Fransız ressamlarından Ernest Lömol, Abdülmecid Efendi’nin resimle olan alâkasını bildiğinden beraberinde Figaro ve İlüstrasyon’un muhabiri Noel Rocer’i de alarak İsviçre’ye gelmişti. Noel Rocer, Abdülmecid Efendi ile olan görüşmesini İlüstrasyon’da şu şekilde neşretmişti:

“Dünyadaki bütün İslâmların manevî reisi olan ve mezhepleri ne olursa olsun, bütün Müslüman âlemi üzerinde mânevî hâkimiyeti mutlak olarak Papa’nın Hristiyanlar üzerindeki tesirinden daha büyük ve geniş nüfuza sahip bulunan bu yaşlı, bembeyaz uzun sakallı, iri yapılı fakat çok zinde ve dinç olan zat, Paris şivesiyle Fransızca konuşuyordu. Seyahat arkadaşımla, güzel sanatların muhtelif sahaları üzerinde, bilhassa resim ve heykeltraşlıktaki yeni cereyanlara ait olan konuşmalarını hayret ve zevkle dinledim. Görüşmeleri, afakî sahadan siyasete intikal ettirmemeye dikkat ediyor ve bu maksadına maharetle muvaffak oluyordu. Bu arada, Paris’e gelmesi de dahil olarak, istikbale ait arzu ve kararları üzerindeki sondajlarımıza müspet menfî hiçbir kat’î cevap vermedi.
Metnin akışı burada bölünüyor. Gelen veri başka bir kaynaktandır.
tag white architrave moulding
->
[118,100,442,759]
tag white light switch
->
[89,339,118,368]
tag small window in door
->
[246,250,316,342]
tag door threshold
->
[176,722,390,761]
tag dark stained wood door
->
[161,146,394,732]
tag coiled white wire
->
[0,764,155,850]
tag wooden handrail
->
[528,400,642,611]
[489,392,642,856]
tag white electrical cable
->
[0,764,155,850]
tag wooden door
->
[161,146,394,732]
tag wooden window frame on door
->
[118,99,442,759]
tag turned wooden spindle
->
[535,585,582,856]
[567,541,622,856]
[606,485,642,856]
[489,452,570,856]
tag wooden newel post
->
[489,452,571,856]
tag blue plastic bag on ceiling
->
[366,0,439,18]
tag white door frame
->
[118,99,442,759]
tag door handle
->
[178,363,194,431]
“Ben rahatça söyleyebilirim ki, bugüne kadar Halifeyi ziyaret edenler arasında, onun istikbale ait arzularını öğrenmek isteyenler arasında istediklerini öğrenmiş olanlar asla yoktur ve hepsi bu çok nâzik, asaleti her bakımdan kendisini hissettiren, vakur ve ciddî zattan, ancak, kendisinin istediği kadarını öğrenebilmişler, fakat onlar da bizim gibi şahsiyetinin tesiri altında kalarak ayrılmışlardır. Halife’nin oğlu ve kızı da yanında idi ve bize ikisini de takdim etti. Tam bir Avrupa’lı havası içinde olan bu tanışmada uzun boylu, bir artist kadar güzel olan oğlunun, bir Alman Prensi gibi Cermen terbiyesi aldığını tahmin etmiştim. Nitekim Halife bir münasebetle oğlunun evvelâ Viyana, sonra Berlin’de tahsil ettiği ve kendi kanaatine göre ‘iyi bir asker’ olduğunu, fakat bu bilgisini ortaya koyabilme imkânına talihin müsaade etmediğini söyledi.

“Küçük Sultan ise, Binbir Gece masallarında tarifine rastlanılacak bir harikulâdelikte idi. Hiç kimsenin hayatında, bu kadar derin ve mânalı göz görebildiğini kat’iyyen zannetmiyorum. Huzurunda geçirdiğimiz dört saate yakın zaman içinde, Halifenin halinden şikayet ve kedere ait en ufak bir belirti dahi görmedik. Esasında kendisini mükedder eden / üzen bâzı hâdiseler mevcut olsa dahi bunları, yabancı bir kimseye hissettirmemenin haysiyet ve gururunu tamamen temsil ediyordu. Fakat, Paris’in resim atölyelerinden ve sanat hayatından bahsederken, heyecanlandığının farkına vardım. Eğer bir gün sâbık / eski Halife, Paris’imize gelirse, bu, siyasî gaye ve sebeplerle değil, fakat sanat aşkı ve daha büyük bir şehirde kendisini unutturmak ve avunmak arzusuyla olacaktır.”

Abdülmecid Efendi’nin söz ve davranışları Ankara hükümeti tarafından dikkatle takip ediliyordu. Dışişleri Bakanı bütün elçilik ve konsolosluklarımızı bu hususta vazifelendirmişti.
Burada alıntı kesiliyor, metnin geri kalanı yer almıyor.